The benefits of measuring and reporting water usage include realizing cost savings due to increased efficiency through reduced water consumption, to remain one step ahead of regulation, and to protect brand value by showing accountability and responsibility for environmental responsibilities with respect to water.

 

Companies cannot afford to not actively look at their own impacts and helping to shape a more sustainable global future.
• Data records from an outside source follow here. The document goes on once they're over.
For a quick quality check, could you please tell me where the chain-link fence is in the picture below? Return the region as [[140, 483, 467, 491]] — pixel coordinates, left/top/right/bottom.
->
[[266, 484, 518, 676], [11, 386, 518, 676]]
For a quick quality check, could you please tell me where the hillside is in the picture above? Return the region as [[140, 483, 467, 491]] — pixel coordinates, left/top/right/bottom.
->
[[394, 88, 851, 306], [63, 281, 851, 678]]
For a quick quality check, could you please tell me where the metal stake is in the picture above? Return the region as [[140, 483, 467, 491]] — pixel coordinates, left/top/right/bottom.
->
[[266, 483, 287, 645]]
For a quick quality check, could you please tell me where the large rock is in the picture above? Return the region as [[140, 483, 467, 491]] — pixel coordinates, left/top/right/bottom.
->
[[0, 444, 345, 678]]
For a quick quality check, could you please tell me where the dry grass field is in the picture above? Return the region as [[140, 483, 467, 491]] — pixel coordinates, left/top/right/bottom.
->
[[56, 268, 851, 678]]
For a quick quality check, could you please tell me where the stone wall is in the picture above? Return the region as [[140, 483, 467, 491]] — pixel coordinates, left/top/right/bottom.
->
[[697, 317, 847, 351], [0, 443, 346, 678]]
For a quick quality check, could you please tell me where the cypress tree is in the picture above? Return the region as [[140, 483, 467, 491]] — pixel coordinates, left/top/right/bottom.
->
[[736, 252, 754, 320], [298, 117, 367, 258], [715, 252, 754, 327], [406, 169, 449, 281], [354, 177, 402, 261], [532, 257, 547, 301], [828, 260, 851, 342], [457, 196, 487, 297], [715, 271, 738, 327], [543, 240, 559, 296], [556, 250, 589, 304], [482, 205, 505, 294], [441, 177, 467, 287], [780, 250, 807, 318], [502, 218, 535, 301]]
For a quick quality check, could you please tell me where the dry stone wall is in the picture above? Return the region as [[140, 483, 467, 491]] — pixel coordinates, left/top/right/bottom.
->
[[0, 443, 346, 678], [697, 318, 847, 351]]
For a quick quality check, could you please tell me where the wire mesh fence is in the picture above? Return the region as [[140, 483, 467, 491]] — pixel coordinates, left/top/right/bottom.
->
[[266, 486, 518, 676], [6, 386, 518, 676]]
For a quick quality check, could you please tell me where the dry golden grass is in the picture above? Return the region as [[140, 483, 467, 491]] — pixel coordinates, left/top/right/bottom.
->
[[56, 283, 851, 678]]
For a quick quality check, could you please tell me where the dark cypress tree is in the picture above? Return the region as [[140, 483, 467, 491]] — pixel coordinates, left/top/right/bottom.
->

Reporting on forward looking indicators lets a company tell its story about how it is going to adapt and innovate to mitigate risk that water shortages and more broadly climate change could cause. GRI ‘leading’ indicators relating to water and more broadly climate change include: Percentage and total volume of water recycled and reused; Financial Implications and other risks and opportunities for the organization’s activities due to climate change; and Public policy positions and participation in public policy development and lobbying initiatives.

 

The GRI Guidelines recommends that companies include a statement from the most senior decision maker of the organization about the relevance of sustainability to the organization and its strategy. In this statement companies should present their overall vision and strategy for the short-term, medium term and long term, particularly with regard to managing the key challenges associated with economic, environmental and social performance. Given the emerging water crisis companies can use this disclosure to explain how they intend to manage their future water impacts.

 

The benefits of reporting on these water and other environmental indicators include earning and maintaining a license to operate in the public domain for the future, demonstrating a leadership position on one of the most pertinent issues of our time, and earning customers and clients by differentiating the company in the marketplace as responsible on this issue. 

 

These forward looking indicators and organizational statement also help the company show how it will capitalize on new market opportunities afforded by water shortages – such as introducing new products and services that require less water consumption or improve water access to the world’s poorest citizens. For example, one of the worlds leading providers of lighting solutions, Philips has used the GRI Guidelines to report and manage its sustainability impacts for over five years. Reporting has helped them to look forward and strategically position the company for success in a rapidly globalizing economy with many sustainability risks and unknowns. Philips has created an affordable ultraviolet light that doubles as a water purifier because UV light kills bacteria. This has afforded them a new market segment at the ‘base of the pyramid’ while improving access to clean water for countless people. 

 

GRI reporting water indicators have been integrated into leading water management tools, such as the World Business Council on Sustainable Development (WBCSD) Global Water Tool, which indicates that these metrics are accepted as a de facto standard with regards to reporting on the issue. Consisting of an input sheet and an online map, the Global Water Tool allows companies to quickly and accurately gather data on key GRI water indicators and make management decisions to reduce their risks and maximize opportunities. Oversight and pilot testing of this new tool was provided by GRI and WBCSD Member Companies such as Alcan, Alcoa, Shell, Dow, Dupont, Rio Tinto, Lafarge, Holcim, Pepsico and Suez.

 

Lafarge, an international building materials company and piloter of this water tool, has worked to improve its water conservation and has introduced water recycling and closed loop cooling systems in its operations. Lafarge reports that they have achieved a 29% reduction in the amount of water consumed through cement manufacturing between 2000 and 2006. This goes to show water management and reporting around these indicators can benefit companies.

So reporting around water indicators holds water. It not only directly benefits the companies who choose to do so by resulting in improved water management and providing opportunities for all companies that reply on this valuable and scarce resource, but it also goes some way to mitigating the wider water crisis.